The coalition feared the proposed amendments would pave the way for another dictatorship, since some of the changes were intended to delete or water down checks-and-balance systems among the branches of government.

“There is absolutely no need to amend or revise the 1987 Constitution,” Davide said.

The current Charter, he said, is the country’s only one to have “unprecedented permanence,” having remained unamended for 31 years despite two previous attempts at changing it.


“I will not hesitate to assert that the [1987] Constitution, even if not perfect, is the best … for our country and our people, not just for our generations but even generations yet unborn,” Davide said.

It contains, he said, sufficient provisions against abuse of power and guarantees people’s active participation in government, including the use of people power.

Public trust

The former Chief Justice noted that the Philippine Constitution was the only one in the world that institutionalized the principle that “a public office was a public trust.”

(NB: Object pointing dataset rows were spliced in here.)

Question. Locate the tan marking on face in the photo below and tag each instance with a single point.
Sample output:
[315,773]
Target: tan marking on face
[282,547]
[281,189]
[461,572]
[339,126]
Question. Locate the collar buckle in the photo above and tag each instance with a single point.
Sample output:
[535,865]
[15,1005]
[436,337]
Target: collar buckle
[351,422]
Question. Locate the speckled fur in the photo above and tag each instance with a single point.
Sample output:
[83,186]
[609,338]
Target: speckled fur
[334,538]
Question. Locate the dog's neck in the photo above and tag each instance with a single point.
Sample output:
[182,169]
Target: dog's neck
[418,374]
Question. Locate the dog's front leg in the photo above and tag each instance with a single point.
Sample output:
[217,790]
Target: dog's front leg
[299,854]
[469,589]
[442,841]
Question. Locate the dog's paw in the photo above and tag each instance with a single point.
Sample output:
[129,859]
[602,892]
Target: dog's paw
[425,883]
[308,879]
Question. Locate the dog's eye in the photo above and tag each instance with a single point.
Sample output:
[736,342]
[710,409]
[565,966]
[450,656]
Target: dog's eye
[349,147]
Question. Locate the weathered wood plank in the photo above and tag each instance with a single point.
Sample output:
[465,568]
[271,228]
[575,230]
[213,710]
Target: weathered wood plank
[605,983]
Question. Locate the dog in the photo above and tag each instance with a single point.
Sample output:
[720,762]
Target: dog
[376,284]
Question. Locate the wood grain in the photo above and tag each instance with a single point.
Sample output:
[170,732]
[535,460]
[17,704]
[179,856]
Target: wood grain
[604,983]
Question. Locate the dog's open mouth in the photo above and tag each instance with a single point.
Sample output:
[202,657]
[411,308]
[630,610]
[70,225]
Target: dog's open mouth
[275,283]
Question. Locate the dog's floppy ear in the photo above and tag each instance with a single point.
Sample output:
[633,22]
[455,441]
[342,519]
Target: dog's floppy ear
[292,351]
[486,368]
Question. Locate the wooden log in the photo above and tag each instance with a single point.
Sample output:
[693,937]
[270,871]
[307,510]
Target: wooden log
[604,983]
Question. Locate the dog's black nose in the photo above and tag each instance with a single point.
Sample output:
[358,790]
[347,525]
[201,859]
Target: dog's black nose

“This is a Constitution I’m willing to die for,” he said.

Davide pointed out that the problem was that very few of the provisions had been implemented by way of enabling laws, an observation Monsod backed.

“We have failed in human development not because of the Constitution, but because we have not successfully implemented it,” Davide said. “The Constitution is not the problem, but part of the solution.”


Monsod pointed out that if the ruling party’s reasons for proposing federalism was to correct an imbalance of resource distribution from central to regional governments, “Why is there no mention at all of the need for a federal government in their national development plan?”

The perceived problem in fiscal devolution, Monsod said, can be fixed without having to resort to Charter change.

It can be dealt with, for instance, by strictly implementing or amending first the Local Government Code or implementing new legislation, which would be easier to correct than the Constitution.

“Why not start enacting now fiscal decentralization? … Why not enact an antidynasty law to demonstrate sincerity in bringing about real change? Enacting laws against their best interest would be the best way to gain the trust of the people,” he said.

“Why the need for a new Constitution [that] they admit does not directly address the twin problems of poverty and inequality?” he asked rhetorically.

‘Trojan horse’

Monsod wondered whether the proposed shift to federalism was just “a Trojan horse for an authoritarian regime,” noting that the estimated transition period for federalism would end in 2030, during which elected officials in 2019 would get a term of 11 years.

He said he wasn’t against federalism, but emphasized that several prerequisites must be in place first, such as strong political parties to prevent political dynasties.

He also said the government system shift would be better “initiated by regions, from the bottom up.”

The “No to Cha-cha” coalition is planning a rally on Feb. 24, the 32nd anniversary of the Edsa People Power Revolution.